Là, j’ai lu de tout. Y compris les premiers
récits de déportés qui rentraient des
camps de la mort. Je devais avoir onze-douze ans. C’est
très très dur, à cet âge-là,
mais au moins j’ai compris tout de suite la nature
du monde.
Entre temps, ma maîtresse d’école venait
de convoquer ma mère pour lui faire un lavage de
cerveau : elle voulait que je poursuive mes études,
que j’aille au lycée. Ma mère était
terrifiée : au lycée, j’allais
être au milieu des filles de riches, et comment elle
ferait, elle, ma mère, pour que je ne sois pas ridicule,
hein...
Enfin, l’institutrice insistant, on trouve un moyen
terme j’irai au collège Moderne, c’est
moins « bourgeois ».
J’y vais, sans trop y aller : cette rentrée-là,
c’est la grève des autobus, et il n’arrête
pas de neiger. Avec Albertine, nous sillonnons la ville
à bord de camions militaires, dans un décor
sibérien. Naturellement, je tombe malade, et on me
fiche la paix pour le reste de l’hiver.
C’est toujours en allant à ce collège
que je commence à parler avec une fille, Jocelyne,
qui monte dans le bus et en descend aux mêmes arrêts
que moi. Elle a seize ans, j’en ai quinze (air connu)

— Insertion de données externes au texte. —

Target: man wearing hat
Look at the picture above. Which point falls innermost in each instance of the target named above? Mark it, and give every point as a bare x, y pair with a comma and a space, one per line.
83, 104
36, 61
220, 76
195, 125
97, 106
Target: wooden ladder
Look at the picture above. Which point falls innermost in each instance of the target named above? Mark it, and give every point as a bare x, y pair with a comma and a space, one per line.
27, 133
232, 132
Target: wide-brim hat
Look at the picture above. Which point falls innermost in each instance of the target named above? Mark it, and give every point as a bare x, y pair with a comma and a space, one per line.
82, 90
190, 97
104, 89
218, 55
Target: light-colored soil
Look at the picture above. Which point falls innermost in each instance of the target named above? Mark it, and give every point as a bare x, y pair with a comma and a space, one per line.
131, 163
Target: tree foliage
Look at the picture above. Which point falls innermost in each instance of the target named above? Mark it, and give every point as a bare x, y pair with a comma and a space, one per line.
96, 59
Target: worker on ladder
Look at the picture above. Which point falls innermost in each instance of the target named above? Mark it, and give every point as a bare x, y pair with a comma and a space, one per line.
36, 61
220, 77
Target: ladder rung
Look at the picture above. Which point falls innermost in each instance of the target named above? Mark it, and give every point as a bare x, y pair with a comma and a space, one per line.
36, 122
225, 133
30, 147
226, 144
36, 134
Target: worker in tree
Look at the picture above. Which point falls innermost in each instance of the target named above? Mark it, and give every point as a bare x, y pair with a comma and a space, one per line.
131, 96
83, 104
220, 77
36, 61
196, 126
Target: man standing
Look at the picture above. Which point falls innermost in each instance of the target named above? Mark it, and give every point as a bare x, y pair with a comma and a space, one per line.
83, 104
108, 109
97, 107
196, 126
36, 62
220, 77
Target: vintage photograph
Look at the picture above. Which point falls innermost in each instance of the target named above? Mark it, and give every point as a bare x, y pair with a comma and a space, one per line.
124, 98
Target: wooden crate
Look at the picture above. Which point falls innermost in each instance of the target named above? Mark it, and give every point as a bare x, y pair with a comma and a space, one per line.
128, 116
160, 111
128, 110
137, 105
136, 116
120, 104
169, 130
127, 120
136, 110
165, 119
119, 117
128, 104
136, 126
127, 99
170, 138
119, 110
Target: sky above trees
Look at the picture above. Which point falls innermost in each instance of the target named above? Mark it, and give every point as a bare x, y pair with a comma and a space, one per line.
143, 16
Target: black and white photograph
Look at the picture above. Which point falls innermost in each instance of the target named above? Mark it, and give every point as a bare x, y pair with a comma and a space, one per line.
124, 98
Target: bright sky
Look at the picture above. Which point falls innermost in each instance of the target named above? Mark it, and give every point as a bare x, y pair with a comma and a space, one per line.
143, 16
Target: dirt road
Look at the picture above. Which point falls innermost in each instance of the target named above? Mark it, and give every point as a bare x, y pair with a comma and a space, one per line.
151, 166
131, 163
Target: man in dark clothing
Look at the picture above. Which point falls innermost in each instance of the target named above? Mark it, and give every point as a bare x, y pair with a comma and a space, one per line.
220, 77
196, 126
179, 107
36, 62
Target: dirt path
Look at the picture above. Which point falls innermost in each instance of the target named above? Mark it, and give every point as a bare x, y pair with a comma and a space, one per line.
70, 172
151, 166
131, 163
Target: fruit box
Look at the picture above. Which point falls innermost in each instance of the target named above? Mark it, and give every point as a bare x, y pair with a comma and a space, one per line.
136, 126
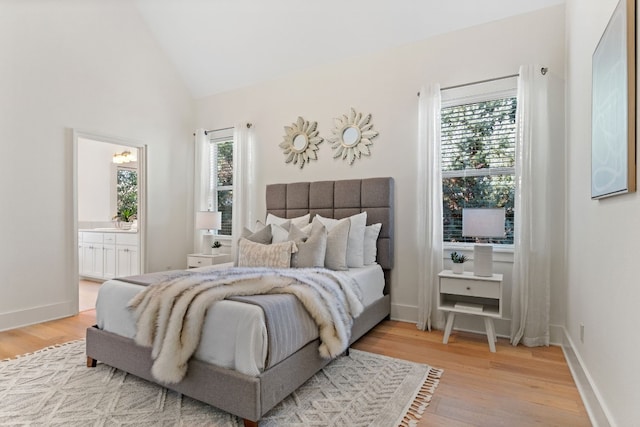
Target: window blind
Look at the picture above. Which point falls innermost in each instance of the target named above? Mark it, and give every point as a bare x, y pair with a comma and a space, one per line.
478, 161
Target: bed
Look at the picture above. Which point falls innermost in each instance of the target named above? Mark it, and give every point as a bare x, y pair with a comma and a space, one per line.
250, 396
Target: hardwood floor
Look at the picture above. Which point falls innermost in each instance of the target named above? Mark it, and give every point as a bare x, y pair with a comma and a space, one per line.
516, 386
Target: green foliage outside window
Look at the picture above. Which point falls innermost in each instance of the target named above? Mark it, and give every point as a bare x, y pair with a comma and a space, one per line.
478, 163
222, 183
127, 194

et nous avons des discussions acharnées, entre autres
à propos d’André Chénier et Robespierre.
J’ai déjà fait une bourde en lui parlant
de mon prof d’espagnol, qui s’appelle LACRAMPE
: « A-t-on idée, ai-je dit très
intelligemment, d’épouser un gars qui a un
nom pareil ! » Jocelyne me regarde dans les yeux,
et énonce : « Moi, je m’appelle
Crampon »... Ah la la, je ne souhaite ça
à personne.
Bon, je me ramasse. Et on parle poésie, ça
au moins, c’est sans danger. Voire !...
Jocelyne me branche sur son petit chéri du moment
: André Chénier. Je lui réponds « poète
exécrable » « OK », dit
Jo, ça se peut. Mais est-ce que c’est une raison
pour décapiter quelqu’un ?
À partir de ce moment, nous sommes devenues inséparables
: Jo m’a écrit durant mon séjour en
maison de santé, et quand je suis rentrée
chez moi, on ne pouvait plus se passer l’une de l’autre.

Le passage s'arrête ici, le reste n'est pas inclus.